Peaceful Living, Peaceful Dying: Spiritual and Practical Preparation for Death
As spiritual seekers, we recognize the value of preparing for death. as we wish to live a meaningful life while facing death with as much confidence and consciousness as possible. Tibetan Buddhism provides a detailed guide and specific instructions for the death process, as well as prayers and practices to aid the transition.
This course will include spiritual advice for living life meaningfully and preparing for the time of death, based on a detailed explanation of the death process as it is described in the Tibetan Buddhist texts. We will discuss preparing health care directives for the end of life. Guided meditations will be offered, including contemplation on the stages of death, and instruction in the important practice of tonglen (“Giving and Taking”). The practice of the five powers at the time of death will be presented, as well as details regarding the handling of ashes and memorials.

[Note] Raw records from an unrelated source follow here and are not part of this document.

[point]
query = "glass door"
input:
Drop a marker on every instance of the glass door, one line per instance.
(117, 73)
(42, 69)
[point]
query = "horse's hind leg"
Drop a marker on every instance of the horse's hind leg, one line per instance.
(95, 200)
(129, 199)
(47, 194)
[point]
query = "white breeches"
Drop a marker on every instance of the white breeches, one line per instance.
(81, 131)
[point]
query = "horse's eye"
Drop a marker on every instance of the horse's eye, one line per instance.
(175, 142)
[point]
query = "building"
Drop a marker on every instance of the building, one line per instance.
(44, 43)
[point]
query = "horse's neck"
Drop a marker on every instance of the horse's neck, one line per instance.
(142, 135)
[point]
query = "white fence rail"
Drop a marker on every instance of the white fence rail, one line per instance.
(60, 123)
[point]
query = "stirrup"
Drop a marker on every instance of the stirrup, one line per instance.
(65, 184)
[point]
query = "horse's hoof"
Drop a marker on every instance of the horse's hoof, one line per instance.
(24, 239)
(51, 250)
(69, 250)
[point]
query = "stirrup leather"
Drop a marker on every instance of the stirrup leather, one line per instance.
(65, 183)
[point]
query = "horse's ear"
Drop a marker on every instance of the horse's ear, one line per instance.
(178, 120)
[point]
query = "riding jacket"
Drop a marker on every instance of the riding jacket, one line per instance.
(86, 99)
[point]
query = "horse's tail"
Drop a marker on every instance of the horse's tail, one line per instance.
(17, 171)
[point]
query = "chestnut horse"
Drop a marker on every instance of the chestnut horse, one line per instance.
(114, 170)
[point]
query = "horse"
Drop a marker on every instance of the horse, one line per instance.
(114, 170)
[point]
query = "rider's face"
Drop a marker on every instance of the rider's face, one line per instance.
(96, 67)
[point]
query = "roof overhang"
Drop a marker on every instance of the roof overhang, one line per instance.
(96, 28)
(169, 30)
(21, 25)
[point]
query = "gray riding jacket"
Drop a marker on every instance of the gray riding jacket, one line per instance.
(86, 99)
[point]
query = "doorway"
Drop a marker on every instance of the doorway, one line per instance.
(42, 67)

This course is appropriate for health care workers, caregivers, those with terminal illness, or anyone who would like to learn more about this inevitable transition that we will all face, and learn to prepare for it with awareness and understanding. It is helpful, but not required, for participants to have some background in Buddhist ideas and philosophy.
Saturday March 24 10:00am-4:30pm (with a break for lunch)
Sunday March 25 10:00am-11:30am
at Diamond Light Meditation Center
2791 24th Street, Room 14 Sacramento CA 95818 (upstairs)
parking lot in back, ADA accessible
cost: suggested donation $40-$60 for the weekend, no one turned away for lack of funds. Scholarships available, please email diamondlight.sac@gmail.com for information.
To register: https://goo.gl/forms/cxJczbevur8gJ6m33
Venerable Tenzin Chogkyi is a Buddhist nun, activist and popular Buddhist retreat leader and teacher. She loves bridging the worlds of Buddhist thought, current affairs, and the latest research in the field of positive psychology. As well as being passionate about her spiritual practice she also cares deeply about prison reform, animal rights, equal rights for all and bringing an end to human trafficking and other modern forms of slavery.
Venerable Tenzin first became interested in meditation after reading Be Here Now and Autobiography of a Yogi in the early 1970s. She describes her spiritual path over the next 20 years as “meandering and haphazard” until she bought a one-way ticket to India in early 1991 with the intention of meeting His Holiness the Dalai Lama. In the end, she became a student not only of His Holiness, but also of Kirti Tsenshab Rinpoche and Lama Zopa Rinpoche during the year she spent studying at Tushita Meditation Centre in Dharamsala, India and Kopan Monastery in Kathmandu, Nepal. She also completed several long meditation retreats over a six-year period.